Accidents as Emergent Properties
Since ideas about systemic accident models were first published and popularized, system safety has been characterized as an emergent property, something that cannot be predicted on the basis of the components that make up the system.44 Accidents have also been characterized as emergent properties of complex systems.45 They cannot be predicted on the basis of the constituent parts; rather, they are one emergent result of the constituent components doing their normal work.
But, you may object, isn't there a relationship between some components (people, or technical parts) not doing their work, and having an accident? Indeed, if you believe this, it would affirm the idea that accidents are resultant phenomena, not emergent. After all, the fact that an accident happens can be traced back, or reduced, to a component not doing its job. The accidents-as-resultant-phenomena idea is alive and seems intuitive, consistent with common sense. In Alaska 261, for example, the component that didn't do its job was the jackscrew in the tail of the MD-80 airplane. It broke and that's why there was an accident. In Tenerife, one of the components that didn't do his job was the co-pilot, who didn't speak up against a stubborn captain.46 That human component didn't work, and that's why there was an accident. Such characterizations are quite popular and, in many circles, still hard to call into question.

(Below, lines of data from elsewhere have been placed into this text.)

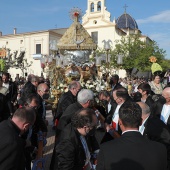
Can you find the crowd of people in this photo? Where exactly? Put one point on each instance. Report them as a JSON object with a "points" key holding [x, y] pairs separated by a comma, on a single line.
{"points": [[129, 128], [22, 117]]}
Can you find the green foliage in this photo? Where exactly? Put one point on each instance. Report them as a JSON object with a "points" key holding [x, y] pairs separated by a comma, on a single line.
{"points": [[2, 65], [136, 52]]}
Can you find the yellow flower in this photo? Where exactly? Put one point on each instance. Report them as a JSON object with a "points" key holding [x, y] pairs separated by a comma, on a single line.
{"points": [[153, 59]]}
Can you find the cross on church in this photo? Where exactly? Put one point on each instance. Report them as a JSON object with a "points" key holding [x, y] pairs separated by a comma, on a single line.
{"points": [[125, 7]]}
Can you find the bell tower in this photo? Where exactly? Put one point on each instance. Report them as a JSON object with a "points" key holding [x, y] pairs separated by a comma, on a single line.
{"points": [[95, 5], [96, 10]]}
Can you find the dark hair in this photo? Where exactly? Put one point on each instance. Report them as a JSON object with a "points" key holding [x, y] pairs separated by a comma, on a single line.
{"points": [[25, 114], [104, 93], [73, 84], [131, 114], [122, 92], [5, 74], [137, 97], [155, 75], [31, 97], [145, 87], [83, 117], [114, 77]]}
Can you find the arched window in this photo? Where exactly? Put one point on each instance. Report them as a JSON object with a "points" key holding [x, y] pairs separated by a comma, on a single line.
{"points": [[99, 6], [92, 7]]}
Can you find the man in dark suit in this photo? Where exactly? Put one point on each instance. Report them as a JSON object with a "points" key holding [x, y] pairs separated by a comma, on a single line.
{"points": [[161, 107], [83, 101], [145, 90], [29, 88], [11, 144], [11, 95], [106, 101], [72, 151], [67, 98], [120, 96], [154, 129], [131, 151], [114, 82]]}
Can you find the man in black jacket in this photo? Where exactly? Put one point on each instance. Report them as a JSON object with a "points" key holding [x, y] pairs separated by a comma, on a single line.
{"points": [[131, 151], [67, 98], [83, 101], [72, 150], [29, 88], [120, 96], [145, 90], [154, 129], [11, 144], [11, 95]]}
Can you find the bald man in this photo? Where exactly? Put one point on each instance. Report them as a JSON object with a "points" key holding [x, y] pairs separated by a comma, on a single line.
{"points": [[154, 129], [161, 108], [67, 98]]}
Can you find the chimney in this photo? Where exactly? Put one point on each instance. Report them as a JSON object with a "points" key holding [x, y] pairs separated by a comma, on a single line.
{"points": [[15, 31]]}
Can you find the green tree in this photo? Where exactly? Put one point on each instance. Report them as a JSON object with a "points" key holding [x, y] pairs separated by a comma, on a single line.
{"points": [[136, 53]]}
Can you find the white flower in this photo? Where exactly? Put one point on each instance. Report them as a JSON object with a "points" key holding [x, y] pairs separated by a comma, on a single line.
{"points": [[91, 86], [61, 85]]}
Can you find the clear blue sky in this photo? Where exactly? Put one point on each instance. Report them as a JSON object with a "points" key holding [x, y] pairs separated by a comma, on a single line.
{"points": [[153, 17]]}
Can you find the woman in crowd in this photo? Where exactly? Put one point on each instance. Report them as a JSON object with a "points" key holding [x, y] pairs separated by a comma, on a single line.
{"points": [[156, 85]]}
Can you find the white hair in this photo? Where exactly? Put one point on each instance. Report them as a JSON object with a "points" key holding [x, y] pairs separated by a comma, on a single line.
{"points": [[84, 95]]}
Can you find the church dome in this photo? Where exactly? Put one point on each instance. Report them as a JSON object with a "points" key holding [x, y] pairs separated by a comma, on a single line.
{"points": [[126, 21]]}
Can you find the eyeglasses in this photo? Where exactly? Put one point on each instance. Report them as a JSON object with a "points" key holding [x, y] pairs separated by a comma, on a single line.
{"points": [[34, 107], [45, 91], [116, 98]]}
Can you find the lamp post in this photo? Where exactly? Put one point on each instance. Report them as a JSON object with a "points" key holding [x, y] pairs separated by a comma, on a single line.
{"points": [[119, 60], [107, 48]]}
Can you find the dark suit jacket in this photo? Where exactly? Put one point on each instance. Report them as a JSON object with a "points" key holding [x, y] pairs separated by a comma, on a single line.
{"points": [[132, 152], [11, 147], [69, 151], [149, 101], [158, 131], [65, 100], [11, 96], [28, 89], [67, 115], [157, 109]]}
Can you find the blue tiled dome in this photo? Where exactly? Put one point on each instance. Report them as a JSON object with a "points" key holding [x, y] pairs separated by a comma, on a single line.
{"points": [[126, 21]]}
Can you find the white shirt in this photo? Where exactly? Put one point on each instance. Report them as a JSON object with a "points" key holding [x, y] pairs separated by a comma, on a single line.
{"points": [[6, 85], [165, 113], [115, 117], [86, 149], [109, 107], [142, 127]]}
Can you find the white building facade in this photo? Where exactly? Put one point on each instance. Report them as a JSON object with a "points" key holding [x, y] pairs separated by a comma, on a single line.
{"points": [[97, 22]]}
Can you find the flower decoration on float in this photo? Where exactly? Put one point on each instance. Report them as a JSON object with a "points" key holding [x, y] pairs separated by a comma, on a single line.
{"points": [[155, 67], [75, 13]]}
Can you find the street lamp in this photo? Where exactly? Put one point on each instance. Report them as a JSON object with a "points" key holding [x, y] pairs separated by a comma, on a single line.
{"points": [[107, 48]]}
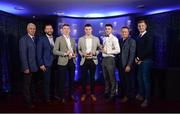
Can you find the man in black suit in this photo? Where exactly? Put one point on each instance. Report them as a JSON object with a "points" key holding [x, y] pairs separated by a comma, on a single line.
{"points": [[27, 53], [126, 60], [144, 61], [46, 59]]}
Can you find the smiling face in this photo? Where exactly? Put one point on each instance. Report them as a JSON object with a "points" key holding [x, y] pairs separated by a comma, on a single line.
{"points": [[108, 30], [48, 30], [66, 30], [142, 27], [31, 29], [125, 33], [88, 30]]}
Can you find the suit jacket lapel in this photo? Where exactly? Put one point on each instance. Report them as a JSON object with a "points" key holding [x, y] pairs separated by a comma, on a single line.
{"points": [[93, 44], [64, 40], [72, 43], [84, 43]]}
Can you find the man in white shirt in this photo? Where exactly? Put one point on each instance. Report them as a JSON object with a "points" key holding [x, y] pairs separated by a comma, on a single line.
{"points": [[46, 59], [88, 49], [109, 49], [65, 49]]}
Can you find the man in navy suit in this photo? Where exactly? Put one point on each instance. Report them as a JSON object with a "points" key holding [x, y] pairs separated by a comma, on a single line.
{"points": [[126, 60], [27, 50], [144, 60], [45, 57]]}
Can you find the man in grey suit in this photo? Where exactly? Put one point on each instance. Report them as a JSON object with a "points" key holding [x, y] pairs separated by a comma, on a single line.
{"points": [[109, 49], [126, 60], [88, 49], [27, 50], [65, 48]]}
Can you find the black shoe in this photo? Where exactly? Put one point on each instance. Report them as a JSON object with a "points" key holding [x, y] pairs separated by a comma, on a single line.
{"points": [[30, 106], [63, 100], [106, 96], [47, 102], [73, 98], [111, 99]]}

Those who are involved with occupational health and safety issues may want to believe it too. For example, isn't there a relationship between the number of occupational accidents (people burning themselves, falling off stairs, not securing loads, and so on) and having an organizational accident? Isn't it true that having a lot of occupational accidents points to something like a weak safety culture, which ultimately could help produce larger system accidents as well? Not necessarily, because it depends on how you describe the occupational accidents. If accidents are emergent properties, then the accident-proneness of the organization cannot be reduced to the accident-proneness of the people who make up the organization (again, if that is the model you want to use for explaining workplace accidents). In other words, you don't need a large number of accident-prone people in order to suffer an organizational accident. The accident-proneness of individual employees fails to predict or explain system-level accidents. You can suffer an organizational accident in an organization where people themselves have no little accidents or incidents, in which everything looks normal, and everybody is abiding by their rules.